Bottom line: One annual audit costs a fraction of the average breach and turns vague anxiety about risk into a concrete action list.
Staying Ahead in the Coastal Bend
The industries that define Corpus Christi's economy — port logistics, energy production, defense contracting, waterfront hospitality — each carry distinct cybersecurity risks that generic national checklists don't fully address. The United Corpus Christi Chamber of Commerce's Workforce & Education Committee connects members with local experts navigating these exact challenges. Start with the fundamentals above, then use your Chamber network to find IT partners who understand what it means to run a business along the Coastal Bend.
Frequently Asked Questions
I've never done a security audit. Where do I start?
CISA offers a free Cybersecurity Performance Goals self-assessment designed for small businesses with no IT staff — it takes about an hour and produces a prioritized gap list. That's a stronger starting point than hiring a consultant before you know what you're looking for.
Start with the free CISA self-assessment before paying for a full audit.
Does cyber insurance cover all my losses if I'm breached?
Insurance covers some costs — breach notification, legal fees, ransom negotiation — but rarely reimburses lost revenue, customer attrition, or reputational damage. Many insurers are now denying claims when basic controls like MFA weren't in place. Read your policy carefully before assuming you're covered.
Cyber insurance is a backstop, not a substitute for prevention.
My cloud software vendor handles security — isn't that enough?
Cloud vendors secure the infrastructure: the physical servers and the platform itself. What happens on your end — credentials, user access, what data you upload — remains your responsibility.
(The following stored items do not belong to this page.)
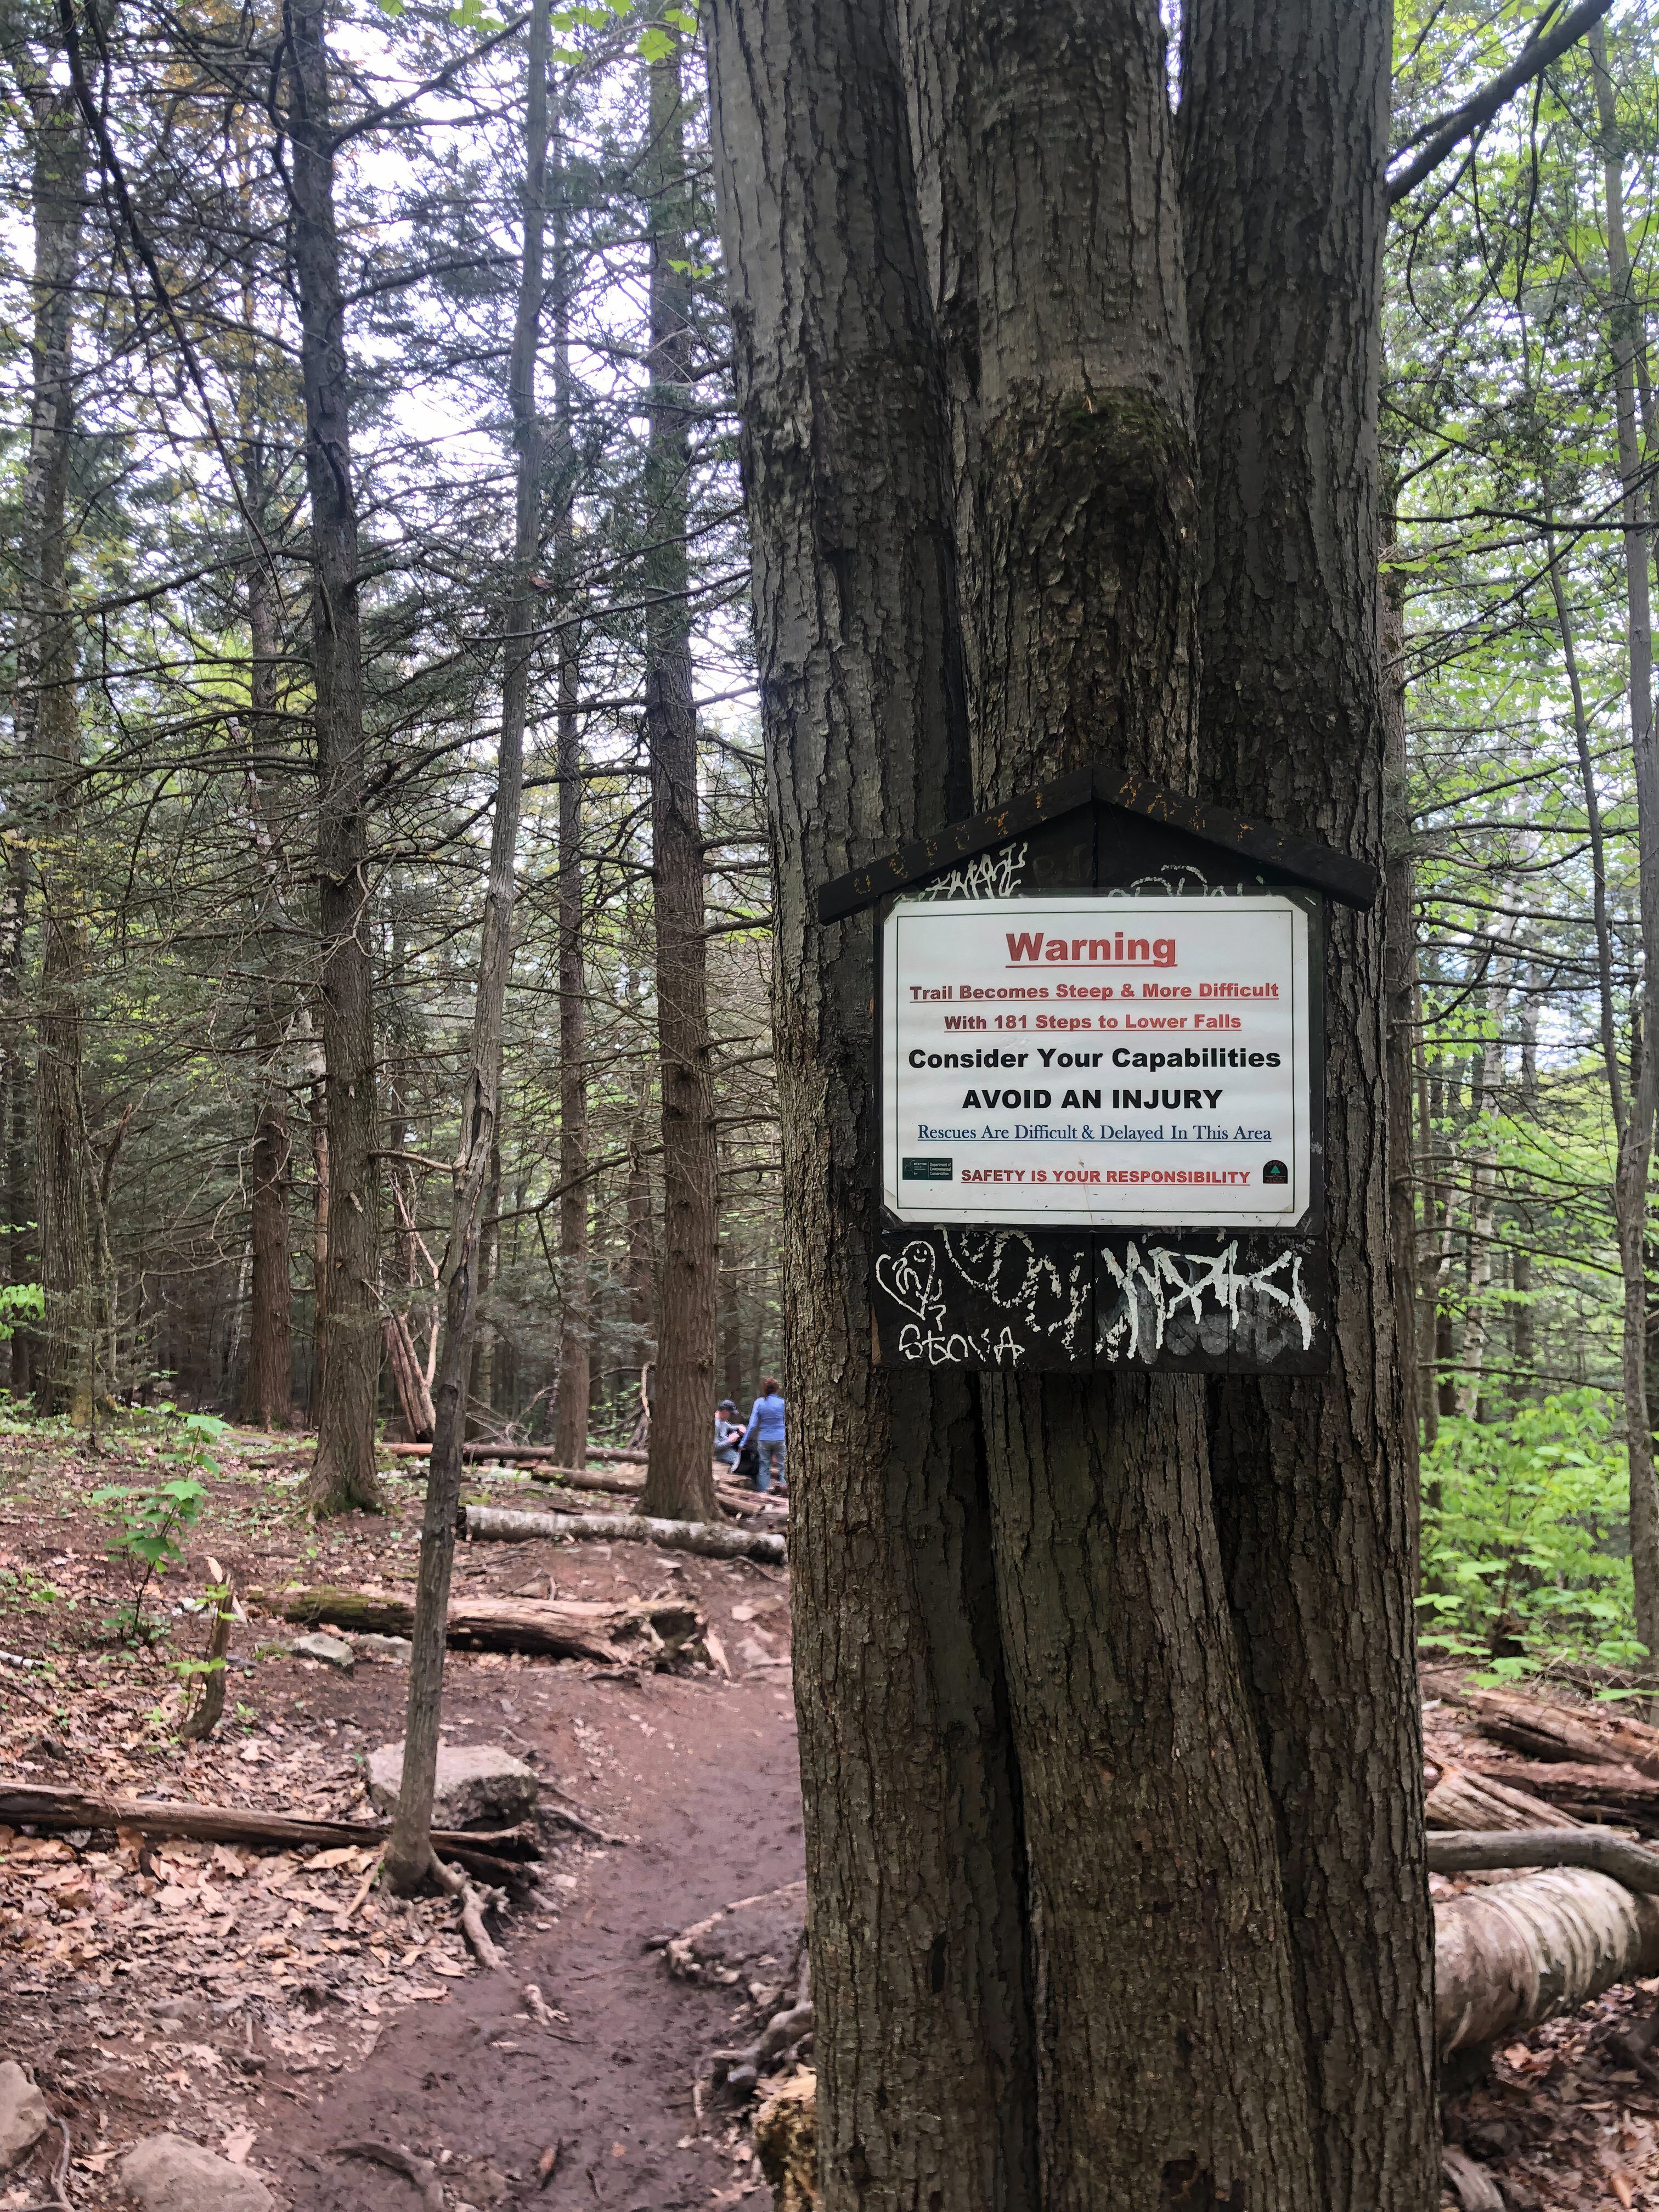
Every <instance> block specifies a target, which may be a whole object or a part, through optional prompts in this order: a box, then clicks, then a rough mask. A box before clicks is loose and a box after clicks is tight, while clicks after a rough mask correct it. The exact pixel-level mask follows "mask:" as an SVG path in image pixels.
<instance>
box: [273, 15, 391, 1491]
mask: <svg viewBox="0 0 1659 2212" xmlns="http://www.w3.org/2000/svg"><path fill="white" fill-rule="evenodd" d="M283 38H285V77H288V86H285V113H283V128H285V135H288V144H290V173H292V186H290V192H292V217H294V226H292V254H294V283H296V290H299V310H301V314H299V356H301V383H303V387H305V489H307V493H310V513H312V549H310V551H312V681H314V708H312V719H314V732H316V801H319V814H316V869H319V914H321V975H319V987H321V989H319V995H321V1011H323V1024H321V1026H323V1068H325V1077H323V1079H325V1104H327V1172H330V1206H327V1274H325V1296H321V1298H319V1303H323V1305H325V1312H327V1347H325V1358H323V1387H321V1400H319V1409H316V1460H314V1464H312V1473H310V1478H307V1482H305V1502H307V1504H310V1509H312V1511H314V1513H319V1515H323V1513H347V1511H352V1509H369V1511H380V1506H383V1504H385V1500H383V1493H380V1482H378V1478H376V1473H374V1416H376V1400H378V1383H380V1314H378V1276H380V1270H378V1243H380V1190H378V1170H376V1135H378V1133H376V1066H374V975H372V953H369V914H367V905H369V880H367V860H369V854H367V814H365V757H363V630H361V608H358V526H356V484H354V478H352V425H349V411H347V392H349V372H347V361H345V299H343V292H341V246H338V232H336V226H334V148H336V142H334V124H332V86H330V55H327V40H325V29H323V0H285V9H283Z"/></svg>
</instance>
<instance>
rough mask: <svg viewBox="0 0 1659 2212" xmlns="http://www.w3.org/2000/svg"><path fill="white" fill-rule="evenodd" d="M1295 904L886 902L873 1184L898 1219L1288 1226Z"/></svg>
mask: <svg viewBox="0 0 1659 2212" xmlns="http://www.w3.org/2000/svg"><path fill="white" fill-rule="evenodd" d="M1310 907H1312V900H1307V898H1305V896H1296V894H1281V891H1261V894H1254V891H1252V894H1239V896H1212V898H1135V896H1126V894H1113V891H1068V894H1055V896H1033V898H987V900H975V898H971V900H929V898H900V900H896V902H894V907H891V911H889V916H887V920H885V925H883V1199H885V1203H887V1208H889V1212H891V1214H896V1217H898V1219H900V1221H914V1223H951V1221H982V1223H998V1221H1002V1223H1011V1225H1013V1223H1020V1225H1037V1228H1044V1225H1046V1228H1152V1225H1159V1228H1294V1225H1296V1223H1301V1221H1303V1217H1305V1214H1307V1210H1310V1206H1312V1201H1314V1141H1316V1128H1314V1119H1316V1115H1314V1104H1316V1088H1314V1086H1316V1084H1323V1068H1318V1066H1314V1062H1316V1057H1318V1037H1316V1024H1314V998H1312V993H1314V978H1312V960H1314V947H1316V927H1314V920H1312V914H1310Z"/></svg>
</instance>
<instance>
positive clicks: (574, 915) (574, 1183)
mask: <svg viewBox="0 0 1659 2212" xmlns="http://www.w3.org/2000/svg"><path fill="white" fill-rule="evenodd" d="M555 146H557V150H560V168H557V177H555V201H553V252H555V261H557V265H555V274H553V376H555V422H557V438H560V469H562V473H564V482H562V484H560V513H557V529H555V560H557V571H555V573H557V582H560V586H562V593H564V597H566V628H562V633H560V734H557V776H560V1186H562V1197H560V1387H557V1425H555V1440H557V1447H560V1460H562V1464H564V1467H586V1464H588V1400H591V1396H593V1318H591V1312H588V1307H591V1285H588V1203H591V1192H588V1183H586V1172H588V1068H586V1040H588V980H586V962H584V945H586V925H584V916H582V734H580V726H577V659H575V646H573V637H575V633H573V630H571V628H568V593H571V577H573V568H575V546H573V538H571V513H573V495H575V451H573V440H571V268H568V217H566V184H564V150H562V148H564V139H562V137H560V135H555Z"/></svg>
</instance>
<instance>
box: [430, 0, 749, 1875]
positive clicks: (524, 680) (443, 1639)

This is called the shared responsibility model, and most SMB breaches occur on the customer side of that line, not the vendor's.
Cloud tools reduce some risk — they don't transfer it.
What if an employee accidentally clicks a phishing link?
Isolate the affected device from the network immediately — unplug from Ethernet or disable Wi-Fi — to limit lateral movement. Do not delete files; evidence matters for insurance claims. Report the incident to your IT provider or managed security service and notify your cyber insurance carrier within the required window. Quick containment routinely saves businesses from outcomes that delayed responses make far worse.
The cost of overreacting to a suspected breach is almost always less than the cost of underreacting.